Chupka v. State

775 So. 2d 315 | Fla. Dist. Ct. App. | 2000

775 So.2d 315 (2000)

Sandra CHUPKA, Appellant,
v.
STATE of Florida, Appellee.

No. 2D98-1737.

District Court of Appeal of Florida, Second District.

May 12, 2000.

Brian J. Donerly, Tampa, for Appellant.

*316 Robert A. Butterworth, Attorney General, Tallahassee, and Ronald Napolitano, Assistant Attorney General, Tampa, for Appellee.

BLUE, Judge.

Sandra Chupka appeals her split sentence for grand theft and argues that the probationary term improperly exceeds the suspended term of incarceration. Because we conclude that the sentence was lawful, we affirm.

Ms. Chupka pleaded guilty to grand theft and 99 counts of uttering a forged instrument.

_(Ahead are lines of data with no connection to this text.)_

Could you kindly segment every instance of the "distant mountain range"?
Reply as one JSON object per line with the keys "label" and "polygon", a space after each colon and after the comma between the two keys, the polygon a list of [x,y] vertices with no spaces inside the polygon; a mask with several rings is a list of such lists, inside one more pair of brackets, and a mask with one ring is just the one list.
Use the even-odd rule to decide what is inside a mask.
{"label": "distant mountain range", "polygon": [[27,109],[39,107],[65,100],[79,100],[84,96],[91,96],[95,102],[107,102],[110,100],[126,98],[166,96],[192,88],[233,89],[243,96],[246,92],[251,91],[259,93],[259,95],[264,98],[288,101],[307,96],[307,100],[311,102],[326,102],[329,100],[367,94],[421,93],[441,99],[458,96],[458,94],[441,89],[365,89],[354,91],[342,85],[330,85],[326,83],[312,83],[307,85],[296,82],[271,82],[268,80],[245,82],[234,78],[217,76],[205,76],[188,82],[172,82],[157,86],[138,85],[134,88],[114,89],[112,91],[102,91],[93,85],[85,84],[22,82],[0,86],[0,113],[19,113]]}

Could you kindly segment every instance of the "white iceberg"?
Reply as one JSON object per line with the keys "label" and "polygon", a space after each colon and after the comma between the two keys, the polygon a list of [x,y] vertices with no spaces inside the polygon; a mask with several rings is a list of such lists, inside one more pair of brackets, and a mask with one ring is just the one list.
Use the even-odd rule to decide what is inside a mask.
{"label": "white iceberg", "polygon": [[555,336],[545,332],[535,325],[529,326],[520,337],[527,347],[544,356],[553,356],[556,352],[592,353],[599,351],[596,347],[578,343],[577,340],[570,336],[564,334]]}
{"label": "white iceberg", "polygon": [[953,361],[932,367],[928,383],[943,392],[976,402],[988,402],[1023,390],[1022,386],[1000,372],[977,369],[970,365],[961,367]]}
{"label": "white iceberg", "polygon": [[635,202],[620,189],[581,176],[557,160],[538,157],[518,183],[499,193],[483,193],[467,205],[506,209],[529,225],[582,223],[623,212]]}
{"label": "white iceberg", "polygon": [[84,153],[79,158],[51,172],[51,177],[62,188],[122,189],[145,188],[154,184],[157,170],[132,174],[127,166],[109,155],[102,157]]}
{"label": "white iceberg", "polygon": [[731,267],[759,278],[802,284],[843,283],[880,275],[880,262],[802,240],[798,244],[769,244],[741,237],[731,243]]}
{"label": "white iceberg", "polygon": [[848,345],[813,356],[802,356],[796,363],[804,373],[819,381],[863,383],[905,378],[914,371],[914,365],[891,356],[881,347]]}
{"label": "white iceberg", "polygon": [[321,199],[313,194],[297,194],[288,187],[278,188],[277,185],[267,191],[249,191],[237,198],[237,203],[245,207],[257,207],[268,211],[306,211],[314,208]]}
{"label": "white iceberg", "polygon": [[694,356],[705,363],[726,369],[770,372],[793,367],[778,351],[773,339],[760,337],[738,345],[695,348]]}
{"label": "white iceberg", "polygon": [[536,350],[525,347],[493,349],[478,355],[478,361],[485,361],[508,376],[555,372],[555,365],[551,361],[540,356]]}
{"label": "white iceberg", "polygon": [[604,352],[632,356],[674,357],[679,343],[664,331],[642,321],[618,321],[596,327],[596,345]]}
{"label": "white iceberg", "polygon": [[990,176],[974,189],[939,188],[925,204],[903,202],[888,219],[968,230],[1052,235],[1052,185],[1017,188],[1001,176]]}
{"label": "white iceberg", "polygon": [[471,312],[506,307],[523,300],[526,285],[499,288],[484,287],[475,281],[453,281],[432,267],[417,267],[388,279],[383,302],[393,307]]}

She was sentenced to 13.8 years in prison, to be suspended after 10 years, at which time Ms. Chupka will be on probation for 20 years.[1] She argues that the probation term cannot exceed 3.8 years, which is the amount of her prison term that was suspended. Ms. Chupka's argument rests on the supreme court's description of a true split sentence as "a total period of confinement with a portion of the confinement period suspended and the defendant placed on probation for that suspended portion." Poore v. State, 531 So.2d 161, 164 (Fla.1988) (emphasis added).

Section 948.01(6), Florida Statutes (1995), provides that a trial court may, in its discretion, impose a split sentence where a defendant is to be placed on probation or community control after completing a specified sentence "which may include a term of years or less." In reviewing this statutory language in light of the decision in Poore, this court concluded that the statute "does not expressly mandate that the period of probation or community control must be equal in length to the suspended portion of the prison sentence." State v. Powell, 696 So.2d 789, 792 (Fla. 2d DCA), approved, 703 So.2d 444, 445 (Fla.1997).

In Powell, 703 So.2d at 446, the supreme court expressly approved split sentences where the period of supervision is shorter than the suspended portion of incarceration. We conclude that section 948.01(6) would also support a split sentence where the period of supervision exceeds the suspended portion of the prison sentence, as in the present case. Accordingly, we affirm.

Affirmed.

CAMPBELL, A.C.J., and SALCINES, J., Concur.

NOTES

[1] We question the wisdom of structuring a sentence and imposing 20 years of probation when the longest sentence that could be imposed upon violation would be the suspended term of incarceration, which is 3.8 years.